Ho visto Saviano
Ho scritto queste due righe, un po’ in ritardo rispetto all’evento di cui parlo a dire il vero, dopo aver letto per caso un post in cui Roberto Saviano elenca tutte le cose che sono state dette contro di lui. Alcune cattiverie gratuite, altre sintomo d’ignoranza, altre di “autodifesa”: a nessuno piace sentirsi dire che è anche colpa sua, se le cose sono come sono. Che è per l’ignavia e il disinteresse di tutti, che proliferano realtà come la mafia. È molto più semplice screditare chi, invece, cerca di spronarti a fare qualcosa.
Per dirla con grazia Littizettiana è molto più facile guardare la pagliuzza nell’occhio del vicino, piuttosto che la trave che hai nel culo.
A maggio dello scorso anno feci una visita veloce alla Fiera internazionale del Libro di Torino.
Mi trovavo a metà del cammino tra il padiglione principale ed uno dei secondari, in un bagno di folla, quando un brusio crescente alle mie spalle, facendo leva sulla mia immensa curiosità, mi fece voltare.
La prima cosa che vidi fu un carabiniere, anzi due. Uniforme perfetta, cappello in testa, la fiamma dell’Arma che svettava sopra di esso, oltre le teste degli altri visitatori.
Poi altri due, subito dietro, a serrare il passo: gli uni e gli altri intenti a scostare, garbatamente ma con decisione, le persone al passaggio.
Nel mezzo, come in una bolla, un signore magro e non troppo alto, il cranio rasato e l’aria un po’ stropicciata di chi ha viaggiato abbastanza.
Passando sorrideva, quasi chiedendo scusa per quell’improvviso disturbo, ché fosse stato per lui avrebbe volentieri barattato la scorta per un caffè e una brioche in compagnia.
Da qualche parte, qualcuno ha cominciato a battere le mani.
Poi un altro, poi un altro, poi anche io. Tutti, come a dire “ehi, non c’è problema, nessun fastidio. Vai pure, il caffè lo prendiamo quando sei più tranquillo”.
Così, finché non è scomparso all’interno dell’altro padiglione.
Ora, questo semplice evento ha scatenato nel mio cervello una serie di riflessioni. Ha scosso sinapsi e scoperchiato tombe dove – mea culpa – avevo seppellito argomenti troppo scomodi per la mia coscienza.
Ho sempre pensato che per raddrizzare ciò che è storto in questa società, per lasciare il mondo “un po’ meglio di come lo abbiamo trovato”, ciascuno deve fare ciò che gli riesce meglio, seguire la sua vocazione.

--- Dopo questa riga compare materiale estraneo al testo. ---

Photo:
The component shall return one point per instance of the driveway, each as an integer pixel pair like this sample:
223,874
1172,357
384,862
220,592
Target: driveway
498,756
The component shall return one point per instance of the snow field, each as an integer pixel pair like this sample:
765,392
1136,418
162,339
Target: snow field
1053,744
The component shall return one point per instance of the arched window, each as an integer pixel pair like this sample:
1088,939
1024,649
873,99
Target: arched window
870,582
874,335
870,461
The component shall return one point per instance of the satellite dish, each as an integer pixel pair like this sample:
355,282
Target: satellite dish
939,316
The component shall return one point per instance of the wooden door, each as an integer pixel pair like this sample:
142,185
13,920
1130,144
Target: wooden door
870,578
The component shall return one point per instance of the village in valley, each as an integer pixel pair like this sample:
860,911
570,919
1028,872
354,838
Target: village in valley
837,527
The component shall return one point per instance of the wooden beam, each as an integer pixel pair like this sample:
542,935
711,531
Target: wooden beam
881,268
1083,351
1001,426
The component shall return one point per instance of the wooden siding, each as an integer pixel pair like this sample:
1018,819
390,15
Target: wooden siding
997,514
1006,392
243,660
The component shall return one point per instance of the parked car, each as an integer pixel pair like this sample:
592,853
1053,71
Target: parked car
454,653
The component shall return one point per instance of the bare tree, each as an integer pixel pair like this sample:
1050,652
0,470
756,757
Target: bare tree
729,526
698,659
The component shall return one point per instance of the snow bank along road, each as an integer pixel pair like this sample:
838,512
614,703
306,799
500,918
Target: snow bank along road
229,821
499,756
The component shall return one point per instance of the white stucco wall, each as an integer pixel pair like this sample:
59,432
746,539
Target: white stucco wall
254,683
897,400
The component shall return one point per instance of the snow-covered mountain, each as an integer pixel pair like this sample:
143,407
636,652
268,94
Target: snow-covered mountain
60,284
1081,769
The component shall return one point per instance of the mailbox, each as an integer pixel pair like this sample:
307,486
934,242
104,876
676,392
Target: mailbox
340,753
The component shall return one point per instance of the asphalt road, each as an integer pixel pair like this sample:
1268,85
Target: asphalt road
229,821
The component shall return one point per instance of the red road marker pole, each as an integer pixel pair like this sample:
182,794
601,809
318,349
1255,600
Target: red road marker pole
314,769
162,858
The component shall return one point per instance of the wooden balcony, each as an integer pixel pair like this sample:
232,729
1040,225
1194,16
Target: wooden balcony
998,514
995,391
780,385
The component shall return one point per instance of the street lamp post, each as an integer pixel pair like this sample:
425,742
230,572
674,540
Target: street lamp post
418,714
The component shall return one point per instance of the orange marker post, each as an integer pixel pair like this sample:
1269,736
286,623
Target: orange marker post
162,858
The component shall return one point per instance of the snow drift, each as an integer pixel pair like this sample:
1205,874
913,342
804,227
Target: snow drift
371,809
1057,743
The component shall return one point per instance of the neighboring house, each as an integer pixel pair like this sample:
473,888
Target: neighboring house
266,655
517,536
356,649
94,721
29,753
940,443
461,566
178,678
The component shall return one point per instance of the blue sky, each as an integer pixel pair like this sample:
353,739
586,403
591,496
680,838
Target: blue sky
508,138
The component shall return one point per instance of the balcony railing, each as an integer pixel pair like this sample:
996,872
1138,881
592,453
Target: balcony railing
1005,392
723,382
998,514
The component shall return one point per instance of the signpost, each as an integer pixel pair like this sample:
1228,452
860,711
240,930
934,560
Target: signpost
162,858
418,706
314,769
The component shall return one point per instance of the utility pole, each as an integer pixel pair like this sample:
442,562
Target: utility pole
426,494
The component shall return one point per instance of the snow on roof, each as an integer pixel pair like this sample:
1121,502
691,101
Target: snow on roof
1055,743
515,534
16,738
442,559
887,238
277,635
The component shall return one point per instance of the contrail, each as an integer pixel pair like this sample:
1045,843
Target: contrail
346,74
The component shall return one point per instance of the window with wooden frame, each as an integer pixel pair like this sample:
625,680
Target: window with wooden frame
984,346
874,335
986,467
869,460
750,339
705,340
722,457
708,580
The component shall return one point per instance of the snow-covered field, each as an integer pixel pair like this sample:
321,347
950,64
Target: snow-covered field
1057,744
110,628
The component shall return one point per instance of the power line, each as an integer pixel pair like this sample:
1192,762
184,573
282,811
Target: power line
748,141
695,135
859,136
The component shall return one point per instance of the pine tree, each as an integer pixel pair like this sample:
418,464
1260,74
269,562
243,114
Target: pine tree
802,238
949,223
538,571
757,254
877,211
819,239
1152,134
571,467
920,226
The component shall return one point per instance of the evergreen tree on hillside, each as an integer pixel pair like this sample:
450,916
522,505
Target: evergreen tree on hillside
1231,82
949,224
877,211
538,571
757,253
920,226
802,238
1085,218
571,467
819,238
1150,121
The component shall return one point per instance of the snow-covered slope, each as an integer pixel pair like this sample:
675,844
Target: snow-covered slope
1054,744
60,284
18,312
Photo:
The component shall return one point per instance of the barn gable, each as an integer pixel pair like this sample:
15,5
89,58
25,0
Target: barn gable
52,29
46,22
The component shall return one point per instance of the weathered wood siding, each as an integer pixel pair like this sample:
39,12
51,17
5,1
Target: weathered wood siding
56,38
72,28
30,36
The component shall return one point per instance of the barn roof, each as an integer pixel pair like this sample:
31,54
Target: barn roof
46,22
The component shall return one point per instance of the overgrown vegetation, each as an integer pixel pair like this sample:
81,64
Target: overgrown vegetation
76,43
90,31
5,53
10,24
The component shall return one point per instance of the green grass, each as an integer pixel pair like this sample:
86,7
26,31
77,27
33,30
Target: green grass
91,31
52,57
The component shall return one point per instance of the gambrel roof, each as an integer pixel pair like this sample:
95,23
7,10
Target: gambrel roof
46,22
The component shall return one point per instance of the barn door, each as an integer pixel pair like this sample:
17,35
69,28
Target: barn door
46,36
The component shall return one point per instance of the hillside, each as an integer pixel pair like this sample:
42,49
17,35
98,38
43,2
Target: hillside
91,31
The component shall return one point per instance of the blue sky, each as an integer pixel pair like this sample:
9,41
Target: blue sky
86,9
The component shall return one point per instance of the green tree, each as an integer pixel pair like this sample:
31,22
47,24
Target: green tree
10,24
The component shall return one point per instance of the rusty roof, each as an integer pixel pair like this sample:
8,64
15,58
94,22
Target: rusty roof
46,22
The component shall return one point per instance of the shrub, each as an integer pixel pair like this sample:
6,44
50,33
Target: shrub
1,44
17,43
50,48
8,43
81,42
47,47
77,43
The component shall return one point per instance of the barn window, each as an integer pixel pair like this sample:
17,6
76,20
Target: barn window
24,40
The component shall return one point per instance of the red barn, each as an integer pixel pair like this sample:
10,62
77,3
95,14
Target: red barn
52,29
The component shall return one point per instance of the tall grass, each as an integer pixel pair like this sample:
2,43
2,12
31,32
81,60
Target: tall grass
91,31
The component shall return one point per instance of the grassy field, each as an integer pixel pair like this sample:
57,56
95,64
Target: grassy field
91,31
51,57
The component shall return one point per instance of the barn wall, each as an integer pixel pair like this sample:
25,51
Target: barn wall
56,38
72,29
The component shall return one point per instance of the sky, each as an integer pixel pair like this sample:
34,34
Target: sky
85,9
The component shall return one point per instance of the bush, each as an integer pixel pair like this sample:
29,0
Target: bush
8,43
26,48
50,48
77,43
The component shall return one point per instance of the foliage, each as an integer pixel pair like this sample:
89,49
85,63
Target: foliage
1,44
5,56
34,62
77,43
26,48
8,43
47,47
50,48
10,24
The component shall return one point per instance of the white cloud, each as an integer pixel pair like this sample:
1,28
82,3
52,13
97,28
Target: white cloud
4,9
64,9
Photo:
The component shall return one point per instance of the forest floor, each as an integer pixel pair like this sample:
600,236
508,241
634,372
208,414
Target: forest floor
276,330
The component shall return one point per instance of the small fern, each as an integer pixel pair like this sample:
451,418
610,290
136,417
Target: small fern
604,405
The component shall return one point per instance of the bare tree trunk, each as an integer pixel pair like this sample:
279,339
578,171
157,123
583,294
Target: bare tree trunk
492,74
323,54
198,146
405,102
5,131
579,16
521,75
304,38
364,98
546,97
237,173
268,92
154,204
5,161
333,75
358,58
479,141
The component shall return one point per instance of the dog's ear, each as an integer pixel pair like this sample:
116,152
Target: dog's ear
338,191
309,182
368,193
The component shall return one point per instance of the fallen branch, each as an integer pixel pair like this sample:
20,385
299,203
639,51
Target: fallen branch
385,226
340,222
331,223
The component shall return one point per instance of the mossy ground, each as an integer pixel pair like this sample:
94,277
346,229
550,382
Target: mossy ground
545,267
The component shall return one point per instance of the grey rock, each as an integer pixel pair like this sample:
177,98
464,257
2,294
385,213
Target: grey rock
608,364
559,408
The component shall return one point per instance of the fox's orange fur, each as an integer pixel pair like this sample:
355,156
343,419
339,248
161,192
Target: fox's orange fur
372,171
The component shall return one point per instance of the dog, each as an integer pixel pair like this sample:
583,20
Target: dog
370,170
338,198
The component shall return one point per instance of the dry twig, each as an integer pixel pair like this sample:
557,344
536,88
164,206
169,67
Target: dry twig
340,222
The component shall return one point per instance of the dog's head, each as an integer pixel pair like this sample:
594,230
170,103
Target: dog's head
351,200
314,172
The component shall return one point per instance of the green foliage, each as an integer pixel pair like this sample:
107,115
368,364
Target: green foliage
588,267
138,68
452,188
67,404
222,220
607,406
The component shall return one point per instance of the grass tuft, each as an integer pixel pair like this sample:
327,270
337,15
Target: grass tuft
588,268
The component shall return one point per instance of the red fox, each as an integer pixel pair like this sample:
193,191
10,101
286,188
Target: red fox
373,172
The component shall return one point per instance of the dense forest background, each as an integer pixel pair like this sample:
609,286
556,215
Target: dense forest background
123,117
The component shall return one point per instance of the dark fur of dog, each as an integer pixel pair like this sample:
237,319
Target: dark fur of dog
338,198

Ciascuno, facendo il proprio mestiere onestamente, con cultura della legalità, è nel proprio piccolo costruttore di un mondo migliore. Per questo motivo vedere che la vita di un uomo è stata violentata e privata della sua intimità solo perché ha fatto il suo lavoro, solo perché ha espresso se stesso facendo ciò che crede giusto e che gli riesce meglio, mi riempie di tristezza.
“Seguo” da qualche tempo Roberto Saviano, sui giornali, su Facebook o in televisione.
Non perché veda in lui alcun tipo di profeta o di paladino della giustizia, anzi. Mi interesso a ciò che dice perché in lui vedo un uomo normalissimo, come me, come mio padre, come il lattaio. Una persona qualsiasi che però ha deciso di non scendere a compromessi quando si tratta dei propri valori.
Lo ascolto, non perché penso che dica cose eclatanti o inaudite: lui stesso ripete, ad ogni occasione, che non è scopritore di nulla, che tutto ciò che porta all’attenzione del pubblico è già sotto gli occhi di tutti. Basta cercare.
È questo il suo merito: alimentare la riflessione su cose che alcuni tendono, per comodità o pigrizia, a dimenticare o peggio, a far finta di non vedere.
Come quando da bambini ci si rifugiava sotto le coperte perché, chissà, se il mostro non mi vede – ma soprattutto se non lo vedo io – non può farmi del male.
Ma il fatto che, grandi e grossi, continuiamo a nasconderci sotto lenzuola di indifferenza, gioca tutto a favore del mostro.